I am reading this book and I have come across this code:

static void
task1(void *args) {
    int i;

    (void)args;

    for (;;) {
        gpio_toggle(GPIOC,GPIO13);
        for (i = 0; i < 1000000; i++)
            __asm__("nop");
    }
}

I understand all (relatively) except for line 5. What is (void)args; doing?

args is not used in the function body, and I know that if an argument is not used then one could write

static void
task2(void *args __attribute((unused))) {
     // code here
}

which is not being done here. So what is (void) written like that doing?

Answer 1

In general when one does not use an function argument, the compiler is likely to warn you about it. After all if you aren't going to use it why put it there in the first place?

In effect it is an artificial use of the argument that does nothing useful other than telling the compiler you know what you are doing, so "Shatupalready with the warning!"

(void) args works on all of the platforms that I have seen. I believe the __attribute((unused)) is a gcc specific thing.

Answer 2

Every expression has a type. Any expression can be turned into a statement by adding a semicolon. If an expression-statement yields a non-void value, that value is discarded.

Compilers will often warn about a value being discarded. Even a simple case like

printf("hello world\n");

quietly discards the int value returned by printf; a compiler warning might remind the programmer to test that value and take some action if it indicates that the call failed. (Most compilers will not warn in this particular case, since printf calls are usually used in a statement context, with the result ignored.)

Casting an expression to type void discards the result, but it does so explicitly. This is likely to silence a compiler warning.

As far as the language is concerned, a (void) cast converts a result to type void, which is equivalent to discarding that result. From a programmer's point of view, a (void) cast can silence a warning that a value is not used, since you're explicitly ignoring it and asserting to the compiler that you know what you're doing (even if you don't).

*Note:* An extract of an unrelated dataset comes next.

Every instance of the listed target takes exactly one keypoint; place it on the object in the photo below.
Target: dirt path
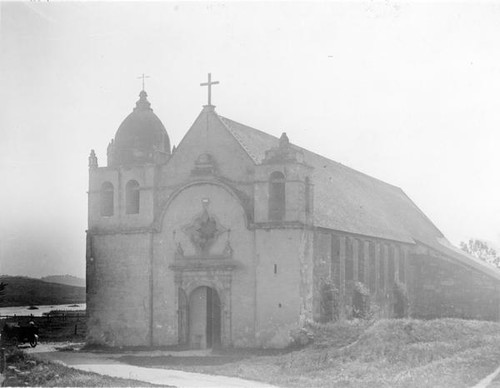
(106, 364)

Quoting the C standard (N1570 draft), 6.3.2.2:

The (nonexistent) value of a void expression (an expression that has type void) shall not be used in any way, and implicit or explicit conversions (except to void) shall not be applied to such an expression. If an expression of any other type is evaluated as a void expression, its value or designator is discarded. (A void expression is evaluated for its side effects.)

and 6.2.5 paragraph 19:

The void type comprises an empty set of values; it is an incomplete object type that cannot be completed.